Our management makes a number of significant estimates, assumptions and
judgments in the preparation of our financial statements. See "Note 2-Summary of
Significant Account Policies" in our 2021 Form 10-K, for a discussion of the
estimates and judgments necessary in our accounting for common stock subject to
possible redemption, and net income per common share. Any new accounting
policies or updates to existing accounting policies as a result of new
accounting pronouncements have been included in the notes to our condensed
financial statements contained in this Quarterly Report on Form 10-Q. The
application of our critical accounting policies may require management to make
judgments and estimates about the amounts reflected in the condensed financial
statements. Management uses historical experience and all available information
to make these estimates and judgments. Different amounts could be reported using
different assumptions and estimates.

Recent Accounting Pronouncements



Please refer to Note 2, Summary of Significant Accounting Policies, in "Part 1.
Financial Information - Item 1. Financial Statements" for a discussion of recent
accounting pronouncements and their anticipated effect on our business.
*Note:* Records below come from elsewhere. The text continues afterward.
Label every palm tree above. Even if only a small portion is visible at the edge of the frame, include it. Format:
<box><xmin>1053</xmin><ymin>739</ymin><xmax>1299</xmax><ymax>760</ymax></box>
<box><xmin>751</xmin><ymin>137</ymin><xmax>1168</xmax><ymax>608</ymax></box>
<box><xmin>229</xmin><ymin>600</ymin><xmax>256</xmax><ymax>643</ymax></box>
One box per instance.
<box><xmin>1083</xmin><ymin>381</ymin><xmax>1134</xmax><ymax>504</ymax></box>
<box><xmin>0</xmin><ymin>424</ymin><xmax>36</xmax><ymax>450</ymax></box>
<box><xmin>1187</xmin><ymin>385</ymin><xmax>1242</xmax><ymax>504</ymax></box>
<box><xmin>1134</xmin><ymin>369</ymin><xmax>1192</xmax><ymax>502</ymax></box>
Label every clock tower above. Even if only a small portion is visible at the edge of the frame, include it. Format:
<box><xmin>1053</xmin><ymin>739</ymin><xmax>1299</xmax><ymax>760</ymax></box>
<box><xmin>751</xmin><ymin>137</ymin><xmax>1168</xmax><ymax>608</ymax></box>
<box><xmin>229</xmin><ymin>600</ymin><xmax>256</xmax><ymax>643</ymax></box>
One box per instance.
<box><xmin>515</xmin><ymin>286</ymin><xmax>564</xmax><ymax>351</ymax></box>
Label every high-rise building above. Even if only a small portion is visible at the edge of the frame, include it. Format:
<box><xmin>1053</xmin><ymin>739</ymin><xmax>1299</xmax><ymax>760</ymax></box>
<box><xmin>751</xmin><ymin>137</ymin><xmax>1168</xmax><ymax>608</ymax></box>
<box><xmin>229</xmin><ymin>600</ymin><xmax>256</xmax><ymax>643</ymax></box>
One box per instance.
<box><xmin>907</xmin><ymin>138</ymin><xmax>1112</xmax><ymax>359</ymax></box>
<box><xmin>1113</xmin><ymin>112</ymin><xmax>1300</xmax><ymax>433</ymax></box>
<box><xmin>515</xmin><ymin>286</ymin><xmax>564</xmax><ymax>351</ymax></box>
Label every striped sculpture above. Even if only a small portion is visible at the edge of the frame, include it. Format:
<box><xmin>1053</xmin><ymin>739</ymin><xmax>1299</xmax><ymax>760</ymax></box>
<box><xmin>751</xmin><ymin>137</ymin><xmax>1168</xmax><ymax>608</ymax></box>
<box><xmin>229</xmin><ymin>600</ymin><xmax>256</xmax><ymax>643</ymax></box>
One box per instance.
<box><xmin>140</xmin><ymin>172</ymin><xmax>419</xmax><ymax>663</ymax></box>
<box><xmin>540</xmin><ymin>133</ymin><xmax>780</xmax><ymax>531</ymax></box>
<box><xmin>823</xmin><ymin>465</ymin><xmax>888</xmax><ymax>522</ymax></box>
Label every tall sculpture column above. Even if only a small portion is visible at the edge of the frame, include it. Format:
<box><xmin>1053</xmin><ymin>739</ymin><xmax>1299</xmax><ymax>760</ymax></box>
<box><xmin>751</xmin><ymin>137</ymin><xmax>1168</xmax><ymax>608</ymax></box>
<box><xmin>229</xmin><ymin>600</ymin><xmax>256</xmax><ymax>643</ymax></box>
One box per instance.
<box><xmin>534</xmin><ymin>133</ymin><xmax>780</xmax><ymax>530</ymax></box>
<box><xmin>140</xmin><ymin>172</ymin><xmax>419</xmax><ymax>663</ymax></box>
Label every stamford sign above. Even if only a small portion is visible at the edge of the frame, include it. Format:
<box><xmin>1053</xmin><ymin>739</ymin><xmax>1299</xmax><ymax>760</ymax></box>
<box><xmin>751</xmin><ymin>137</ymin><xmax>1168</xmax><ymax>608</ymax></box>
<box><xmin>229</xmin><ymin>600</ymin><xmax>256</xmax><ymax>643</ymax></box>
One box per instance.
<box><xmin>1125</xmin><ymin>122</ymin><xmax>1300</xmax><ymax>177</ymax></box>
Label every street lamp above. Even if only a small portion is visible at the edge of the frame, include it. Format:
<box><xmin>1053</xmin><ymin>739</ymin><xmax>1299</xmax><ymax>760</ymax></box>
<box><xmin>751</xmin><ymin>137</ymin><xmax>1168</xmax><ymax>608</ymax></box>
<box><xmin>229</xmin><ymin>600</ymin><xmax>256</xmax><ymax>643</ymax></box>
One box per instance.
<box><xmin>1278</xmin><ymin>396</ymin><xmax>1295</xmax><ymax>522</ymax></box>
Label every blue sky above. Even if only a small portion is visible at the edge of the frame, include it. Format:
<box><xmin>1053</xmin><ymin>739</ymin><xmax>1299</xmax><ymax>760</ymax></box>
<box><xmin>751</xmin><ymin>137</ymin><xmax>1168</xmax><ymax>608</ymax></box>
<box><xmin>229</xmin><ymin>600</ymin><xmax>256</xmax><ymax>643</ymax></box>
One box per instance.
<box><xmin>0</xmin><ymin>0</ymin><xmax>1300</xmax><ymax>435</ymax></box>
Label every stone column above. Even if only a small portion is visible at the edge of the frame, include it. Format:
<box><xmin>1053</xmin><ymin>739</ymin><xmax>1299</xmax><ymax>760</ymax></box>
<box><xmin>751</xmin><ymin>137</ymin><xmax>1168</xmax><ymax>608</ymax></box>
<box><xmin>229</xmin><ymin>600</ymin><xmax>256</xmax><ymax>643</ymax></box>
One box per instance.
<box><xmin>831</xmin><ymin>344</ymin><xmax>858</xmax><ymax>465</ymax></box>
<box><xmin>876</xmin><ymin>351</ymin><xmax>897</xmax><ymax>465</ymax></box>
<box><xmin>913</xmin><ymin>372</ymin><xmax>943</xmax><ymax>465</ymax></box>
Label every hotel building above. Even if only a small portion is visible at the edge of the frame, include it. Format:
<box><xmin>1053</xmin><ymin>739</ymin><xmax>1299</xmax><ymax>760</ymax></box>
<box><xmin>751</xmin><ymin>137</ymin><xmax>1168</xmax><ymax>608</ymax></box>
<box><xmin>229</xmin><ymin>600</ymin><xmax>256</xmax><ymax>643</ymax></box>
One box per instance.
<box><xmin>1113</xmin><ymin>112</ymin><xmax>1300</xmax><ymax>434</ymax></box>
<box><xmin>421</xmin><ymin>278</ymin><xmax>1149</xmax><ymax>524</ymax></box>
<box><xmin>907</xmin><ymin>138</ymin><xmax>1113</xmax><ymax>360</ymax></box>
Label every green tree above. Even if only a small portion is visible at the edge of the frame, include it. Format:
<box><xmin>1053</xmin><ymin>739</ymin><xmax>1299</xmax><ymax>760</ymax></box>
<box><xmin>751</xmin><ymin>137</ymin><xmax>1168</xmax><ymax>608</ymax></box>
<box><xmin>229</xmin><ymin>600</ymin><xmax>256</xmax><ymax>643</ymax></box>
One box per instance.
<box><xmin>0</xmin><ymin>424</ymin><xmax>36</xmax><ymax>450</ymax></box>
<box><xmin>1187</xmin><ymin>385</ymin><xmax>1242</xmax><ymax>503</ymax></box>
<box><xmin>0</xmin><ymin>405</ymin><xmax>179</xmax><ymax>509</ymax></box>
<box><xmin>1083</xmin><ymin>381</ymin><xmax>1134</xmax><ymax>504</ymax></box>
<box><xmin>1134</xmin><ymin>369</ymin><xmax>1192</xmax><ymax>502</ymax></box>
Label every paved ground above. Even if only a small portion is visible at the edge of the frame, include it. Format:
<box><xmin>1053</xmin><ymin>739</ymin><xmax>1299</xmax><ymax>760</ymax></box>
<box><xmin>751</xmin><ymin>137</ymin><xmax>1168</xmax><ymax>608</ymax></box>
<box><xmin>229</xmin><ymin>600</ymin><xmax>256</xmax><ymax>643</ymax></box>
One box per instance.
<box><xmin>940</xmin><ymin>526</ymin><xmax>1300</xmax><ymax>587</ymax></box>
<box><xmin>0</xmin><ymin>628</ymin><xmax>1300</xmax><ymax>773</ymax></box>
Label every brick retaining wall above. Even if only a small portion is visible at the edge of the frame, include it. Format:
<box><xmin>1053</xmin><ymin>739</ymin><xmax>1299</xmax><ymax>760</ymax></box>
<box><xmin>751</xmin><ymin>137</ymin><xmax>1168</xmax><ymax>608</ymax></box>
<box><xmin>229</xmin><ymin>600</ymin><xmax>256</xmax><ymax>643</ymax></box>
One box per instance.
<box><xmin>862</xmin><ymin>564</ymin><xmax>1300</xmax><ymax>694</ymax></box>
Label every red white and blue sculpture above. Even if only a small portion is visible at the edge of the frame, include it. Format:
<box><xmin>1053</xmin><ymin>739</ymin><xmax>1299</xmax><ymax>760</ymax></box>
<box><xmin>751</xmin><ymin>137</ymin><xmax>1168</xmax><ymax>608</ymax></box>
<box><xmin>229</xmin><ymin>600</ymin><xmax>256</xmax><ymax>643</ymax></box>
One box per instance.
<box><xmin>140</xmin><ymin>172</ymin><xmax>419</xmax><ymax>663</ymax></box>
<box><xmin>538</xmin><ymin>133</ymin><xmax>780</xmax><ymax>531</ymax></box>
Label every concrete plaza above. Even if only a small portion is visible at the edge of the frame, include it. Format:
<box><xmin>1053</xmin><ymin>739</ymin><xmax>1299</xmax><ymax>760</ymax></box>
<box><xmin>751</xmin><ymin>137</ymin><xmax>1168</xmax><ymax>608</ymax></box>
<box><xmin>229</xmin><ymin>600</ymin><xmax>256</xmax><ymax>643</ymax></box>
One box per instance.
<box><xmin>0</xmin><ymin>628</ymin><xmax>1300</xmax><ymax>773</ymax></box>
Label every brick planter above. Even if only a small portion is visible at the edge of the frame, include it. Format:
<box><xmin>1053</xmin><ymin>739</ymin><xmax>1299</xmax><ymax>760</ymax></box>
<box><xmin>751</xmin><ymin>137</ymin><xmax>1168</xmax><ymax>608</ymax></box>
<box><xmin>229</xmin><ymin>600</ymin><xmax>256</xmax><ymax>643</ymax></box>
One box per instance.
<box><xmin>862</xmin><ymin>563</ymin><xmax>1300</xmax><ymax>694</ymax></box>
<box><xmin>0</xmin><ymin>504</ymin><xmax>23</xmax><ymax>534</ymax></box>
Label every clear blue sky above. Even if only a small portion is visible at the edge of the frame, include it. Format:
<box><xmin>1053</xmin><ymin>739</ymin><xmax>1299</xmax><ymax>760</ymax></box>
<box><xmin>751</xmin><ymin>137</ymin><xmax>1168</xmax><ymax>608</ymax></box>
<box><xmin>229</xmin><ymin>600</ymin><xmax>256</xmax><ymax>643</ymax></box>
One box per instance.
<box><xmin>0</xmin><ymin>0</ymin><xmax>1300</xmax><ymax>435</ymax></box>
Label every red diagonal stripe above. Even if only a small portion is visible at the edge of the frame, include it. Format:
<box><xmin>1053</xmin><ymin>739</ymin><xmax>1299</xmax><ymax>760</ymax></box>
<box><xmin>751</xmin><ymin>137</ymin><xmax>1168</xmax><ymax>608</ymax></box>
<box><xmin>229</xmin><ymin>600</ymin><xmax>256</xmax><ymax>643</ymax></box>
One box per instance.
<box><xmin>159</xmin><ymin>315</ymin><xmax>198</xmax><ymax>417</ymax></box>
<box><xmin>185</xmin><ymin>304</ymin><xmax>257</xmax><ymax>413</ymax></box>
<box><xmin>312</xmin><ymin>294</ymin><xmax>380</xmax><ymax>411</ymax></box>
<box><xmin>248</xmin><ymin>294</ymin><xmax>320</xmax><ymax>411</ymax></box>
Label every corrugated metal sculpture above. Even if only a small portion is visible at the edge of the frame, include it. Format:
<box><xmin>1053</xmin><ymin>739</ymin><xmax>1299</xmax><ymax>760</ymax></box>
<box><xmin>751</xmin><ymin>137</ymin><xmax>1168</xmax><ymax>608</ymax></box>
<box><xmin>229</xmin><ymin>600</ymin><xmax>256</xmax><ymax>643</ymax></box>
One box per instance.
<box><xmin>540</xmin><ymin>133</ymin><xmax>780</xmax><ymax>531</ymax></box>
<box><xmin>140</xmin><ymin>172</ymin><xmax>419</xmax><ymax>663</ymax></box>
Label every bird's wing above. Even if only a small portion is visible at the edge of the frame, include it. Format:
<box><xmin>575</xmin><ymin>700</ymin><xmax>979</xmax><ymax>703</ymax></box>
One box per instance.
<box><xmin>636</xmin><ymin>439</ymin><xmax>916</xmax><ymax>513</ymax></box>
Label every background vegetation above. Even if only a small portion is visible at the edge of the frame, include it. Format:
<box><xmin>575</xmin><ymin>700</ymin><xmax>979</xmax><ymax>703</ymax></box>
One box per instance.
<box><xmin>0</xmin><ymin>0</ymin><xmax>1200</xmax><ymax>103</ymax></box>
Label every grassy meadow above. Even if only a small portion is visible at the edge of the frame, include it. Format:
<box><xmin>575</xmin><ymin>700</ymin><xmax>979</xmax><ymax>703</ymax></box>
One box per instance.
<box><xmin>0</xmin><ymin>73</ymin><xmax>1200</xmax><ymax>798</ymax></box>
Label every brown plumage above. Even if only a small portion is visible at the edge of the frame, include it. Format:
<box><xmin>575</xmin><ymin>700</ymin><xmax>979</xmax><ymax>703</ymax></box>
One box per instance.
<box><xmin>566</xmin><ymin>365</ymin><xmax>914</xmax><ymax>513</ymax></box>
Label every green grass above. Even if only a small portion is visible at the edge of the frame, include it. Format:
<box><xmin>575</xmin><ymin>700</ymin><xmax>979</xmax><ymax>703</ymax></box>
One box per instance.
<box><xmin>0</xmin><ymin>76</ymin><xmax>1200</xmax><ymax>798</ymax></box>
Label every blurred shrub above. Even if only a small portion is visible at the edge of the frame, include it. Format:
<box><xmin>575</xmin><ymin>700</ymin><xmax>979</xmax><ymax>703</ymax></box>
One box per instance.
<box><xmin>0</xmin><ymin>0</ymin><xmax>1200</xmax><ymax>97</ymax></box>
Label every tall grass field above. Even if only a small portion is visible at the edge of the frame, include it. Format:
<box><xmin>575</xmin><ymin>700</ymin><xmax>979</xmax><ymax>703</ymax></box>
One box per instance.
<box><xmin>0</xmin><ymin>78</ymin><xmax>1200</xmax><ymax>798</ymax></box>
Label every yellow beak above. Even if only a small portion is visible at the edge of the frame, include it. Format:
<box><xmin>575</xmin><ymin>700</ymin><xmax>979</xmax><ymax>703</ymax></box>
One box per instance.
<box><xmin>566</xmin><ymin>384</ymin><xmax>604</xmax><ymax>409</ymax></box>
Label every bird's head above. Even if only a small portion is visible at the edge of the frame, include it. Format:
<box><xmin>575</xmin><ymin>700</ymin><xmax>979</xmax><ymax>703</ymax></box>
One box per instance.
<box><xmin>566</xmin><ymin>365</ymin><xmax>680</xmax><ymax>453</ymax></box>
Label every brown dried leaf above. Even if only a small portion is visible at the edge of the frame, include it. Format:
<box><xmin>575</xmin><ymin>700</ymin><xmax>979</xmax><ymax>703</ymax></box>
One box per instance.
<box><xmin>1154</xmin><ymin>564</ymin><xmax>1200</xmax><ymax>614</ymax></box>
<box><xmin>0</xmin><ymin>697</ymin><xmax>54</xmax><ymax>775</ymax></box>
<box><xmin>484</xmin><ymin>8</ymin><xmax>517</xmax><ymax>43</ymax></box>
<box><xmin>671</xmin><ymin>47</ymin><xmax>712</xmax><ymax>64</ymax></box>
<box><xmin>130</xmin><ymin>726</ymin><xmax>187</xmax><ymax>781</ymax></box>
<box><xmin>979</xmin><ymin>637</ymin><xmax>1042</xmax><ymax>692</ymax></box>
Effects of COVID-19 on Our Business



Management is continuing to evaluate the impact of the COVID-19 pandemic and has
concluded that while it is reasonably possible that the virus could have a
negative effect on the Company's financial position, results of its operations
and search for a target company, the specific impacts are not readily
determinable as of the date of these financial statements. The financial
statements do not include any adjustments that might result from the outcome of
this uncertainty.

JOBS Act

On April 5, 2012, the JOBS Act was signed into law. The JOBS Act contains
provisions that, among other things, relax certain reporting requirements for
qualifying public companies. We qualify as an "emerging growth company" under
the JOBS Act and are allowed to comply with new or revised accounting
pronouncements based on the effective date for private (not publicly traded)
companies. We elected to delay the adoption of new or revised accounting
standards, and as a result, we may not comply with new or revised accounting
standards on the relevant dates on which adoption of such standards is required
for non-emerging growth companies. As a result, our financial statements may not
be comparable to companies that comply with new or revised accounting
pronouncements as of public company effective dates.

As an "emerging growth company", we are not required to, among other things,
(i) provide an auditor's attestation report on our system of internal controls
over financial reporting pursuant to Section 404, (ii) provide all of the
compensation disclosure that may be required of non-emerging growth public
companies under the Dodd-Frank Wall Street Reform and Consumer Protection Act,
(iii) comply with any requirement that may be adopted by the PCAOB regarding
mandatory audit firm rotation or a supplement to the auditor's report providing
additional information about the audit and the financial statements (auditor
discussion and analysis), and (iv) disclose certain executive compensation
related items such as the correlation between executive compensation and
performance and comparisons of the CEO's compensation to median employee
compensation. These exemptions will apply for a period of five years following
the completion of our initial public offering or until we are no longer an
"emerging growth company," whichever is earlier.